That CVE or symbol verified line is cheaper than it looks and catches a huge fraction of slop. Before anyone reproduces anything, you check that the claim could even be true: every CVE cited must exist in NVD and affect the target version, and every function or symbol named must actually exist in the source tree. This is the structural answer to the famous curl slop report about a “format string vulnerability in curl_mfprintf”, a function that does not exist.

def cve_existence_validator(finding):
    # Every CVE mentioned must exist in NVD and affect the target version
    for cve_id in extract_cve_ids(finding.description):
        r = httpx.get(f"https://services.nvd.nist.gov/rest/json/cves/2.0?cveId={cve_id}")
        if r.json()["totalResults"] == 0:
            return REJECTED(f"{cve_id} does not exist in NVD")
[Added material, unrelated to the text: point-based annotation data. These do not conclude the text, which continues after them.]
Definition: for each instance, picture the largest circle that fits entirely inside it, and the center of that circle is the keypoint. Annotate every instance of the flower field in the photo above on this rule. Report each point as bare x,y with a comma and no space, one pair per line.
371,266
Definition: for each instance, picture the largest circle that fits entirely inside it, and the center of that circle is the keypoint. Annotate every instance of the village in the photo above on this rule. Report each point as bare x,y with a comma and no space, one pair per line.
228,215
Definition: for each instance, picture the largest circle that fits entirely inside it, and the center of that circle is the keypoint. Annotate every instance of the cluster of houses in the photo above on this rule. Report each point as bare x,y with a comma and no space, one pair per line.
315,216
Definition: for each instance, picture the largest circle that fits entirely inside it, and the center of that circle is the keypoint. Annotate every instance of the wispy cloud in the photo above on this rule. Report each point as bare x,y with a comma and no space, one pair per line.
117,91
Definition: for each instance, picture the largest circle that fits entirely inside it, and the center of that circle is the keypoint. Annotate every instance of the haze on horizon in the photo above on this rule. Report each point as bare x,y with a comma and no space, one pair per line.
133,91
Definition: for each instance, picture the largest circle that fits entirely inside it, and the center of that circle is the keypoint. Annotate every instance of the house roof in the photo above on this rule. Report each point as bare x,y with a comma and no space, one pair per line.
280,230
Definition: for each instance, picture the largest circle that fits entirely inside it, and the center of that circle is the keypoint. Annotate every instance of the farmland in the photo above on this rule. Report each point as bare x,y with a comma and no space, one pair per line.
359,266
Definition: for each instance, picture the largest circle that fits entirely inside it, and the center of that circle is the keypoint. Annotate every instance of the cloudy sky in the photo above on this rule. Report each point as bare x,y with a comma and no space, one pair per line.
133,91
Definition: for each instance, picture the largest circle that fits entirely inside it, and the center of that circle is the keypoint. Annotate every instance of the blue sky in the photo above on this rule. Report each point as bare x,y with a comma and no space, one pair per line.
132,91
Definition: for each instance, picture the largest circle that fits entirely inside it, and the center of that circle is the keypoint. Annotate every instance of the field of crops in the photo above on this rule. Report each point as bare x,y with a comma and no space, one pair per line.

    # Every symbol named in the finding must exist in the target tree
    for symbol in extract_code_symbols(finding.description):
        if not symbol_exists_in_source(finding.target_repo, symbol, finding.target_ref):
            return REJECTED(f"Symbol {symbol} not found")

    return ACCEPTED()

One HTTP call and a handful of ripgreps, and you have filtered out the entire category of hallucinated CVEs and invented function names.

Go deeper:


Context discipline
#

Context discipline

The operational rules that follow from the bigger-is-not-better point:

  • One endpoint, one handler per task. Never “audit the whole service”.
  • Sweet spot of 25k to 30k tokens per audit task. Past 40k, split into multiple runs.
  • Compact at 60% of capacity, not 95%. Output quality degrades long before the window is technically full, which is the “context rot” curve on the slide.
  • A canary instruction. I put a trivial instruction at the top of the system prompt, something like “start every message with Hello Master”. It is a free context-rot detector. The moment the model stops obeying that trivial instruction, the context has degraded and it is time to compact or rotate, before quality visibly drops on the actual task.

The context rot curve (from Chroma’s research) shows three zones: a healthy zone, a context rot zone where quality starts sliding, and an auto-compaction zone where it falls off a cliff. The whole point of the discipline above is to keep the agent in the healthy zone on purpose.

Go deeper:


pass at k: 20 short runs beat 1 long run
#

pass at k

pass@k is the probability of finding the bug in k independent attempts. The counter-intuitive result, for the same compute budget: instead of one long trajectory, launch twenty short, diverse ones.

Google’s Project Naptime measured this cleanly. On the CyberSecEval2 buffer-overflow set, GPT-4 Turbo goes from 0.05 (pass@1, the CyberSecEval2 baseline) to 1.00 (pass@20 with the Naptime agent). Same model, same budget, completely different outcome. One honest caveat: the jump is not from k alone. Without the Naptime scaffolding, pass@20 on that set is only around 0.20. The architecture plus the independent sampling is what gets you to 1.00, which is exactly the “configuration beats capability” point again.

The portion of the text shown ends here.